From Cluster Performance
- Cluster entities with names and health status
- Service-to-cluster mappings (which service provides the Elasticsearch cluster)
- Connection details including endpoint URL and API authentication
- Cluster health metrics including shard allocation status
- Cluster status (green, yellow, red) and health indicators
- Shard allocation metrics (active, relocating, initializing, unassigned shards)
- Task queue monitoring (pending tasks, in-flight operations, queue wait times)
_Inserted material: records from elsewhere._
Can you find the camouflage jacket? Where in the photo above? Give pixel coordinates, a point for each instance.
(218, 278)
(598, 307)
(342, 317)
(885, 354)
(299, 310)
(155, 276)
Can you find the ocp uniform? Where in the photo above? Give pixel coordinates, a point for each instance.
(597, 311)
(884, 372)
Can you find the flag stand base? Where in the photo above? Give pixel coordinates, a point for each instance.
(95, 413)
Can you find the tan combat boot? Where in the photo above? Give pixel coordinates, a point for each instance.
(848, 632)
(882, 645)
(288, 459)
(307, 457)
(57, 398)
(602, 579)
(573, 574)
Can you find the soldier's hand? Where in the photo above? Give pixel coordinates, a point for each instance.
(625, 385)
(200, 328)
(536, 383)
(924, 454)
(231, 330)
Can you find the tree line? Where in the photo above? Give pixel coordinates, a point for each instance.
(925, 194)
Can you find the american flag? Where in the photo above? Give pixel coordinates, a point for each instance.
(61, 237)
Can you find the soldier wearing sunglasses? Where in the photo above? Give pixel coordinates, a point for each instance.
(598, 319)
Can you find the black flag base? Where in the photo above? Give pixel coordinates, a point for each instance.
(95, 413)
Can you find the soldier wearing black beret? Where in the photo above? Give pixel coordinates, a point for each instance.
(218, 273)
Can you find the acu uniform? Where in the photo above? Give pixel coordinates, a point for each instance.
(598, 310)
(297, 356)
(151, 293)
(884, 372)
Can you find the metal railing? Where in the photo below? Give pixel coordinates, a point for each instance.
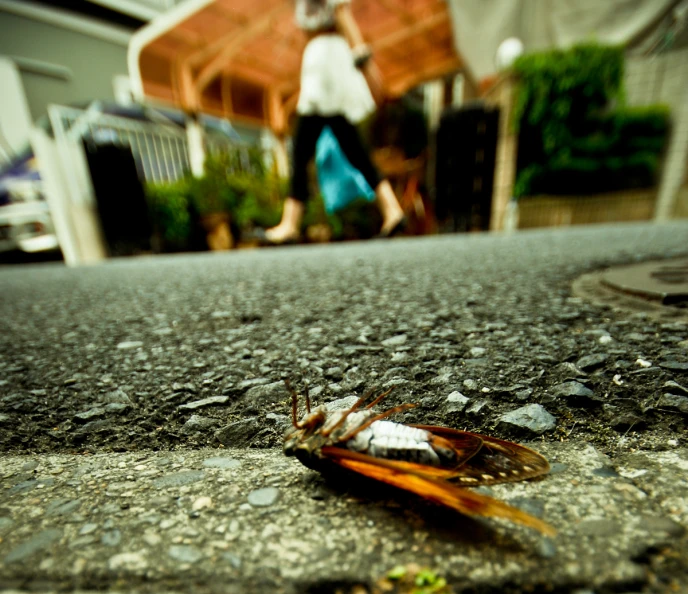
(159, 148)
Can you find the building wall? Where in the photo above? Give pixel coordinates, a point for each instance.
(89, 63)
(664, 79)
- Active shards percentage for overall cluster health
- Node information including names, roles, and attributes
- File descriptor usage (
FileDescriptorUsage,FileDescriptorCapacity) - Memory utilization (
MemoryUsage,MemoryCapacity) - CPU performance (
CPUUsage,CPUCapacity) - Load average metrics (1m, 5m, 15m) for trend analysis
- Disk space metrics (
Usage,Capacity) - File system statistics (total, free, available bytes, watermarks)
- I/O performance metrics (read/write operations, data transfer, I/O time)
- JVM memory pool statistics (heap used/committed/max, non-heap usage)
- Garbage collection metrics (collection count, time per collector)
- Thread statistics (current/peak thread counts, thread pool utilization)
- Buffer pool performance (buffer count, usage, capacity)
- Class loading statistics (loaded/unloaded classes)
- Operating system metrics (memory, CPU, swap usage)
- Cgroup metrics for containerized deployments
- Transport layer information (addresses, ports)
- Network endpoint mapping for service discovery
- Host and IP address tracking for infrastructure mapping
- Service-to-node mappings
- Node-to-VM relationships
- VM-to-disk relationships
- Attribute-based labeling for custom categorization
Result
- Captures and displays logs alongside a root cause to highlight the precise errors or stack traces that occurred around the time of failure.
- Detects Elasticsearch cluster issues that may propagate to upstream applications.
- Identifies and explains root causes automatically, rather than requiring manual investigation across dashboards.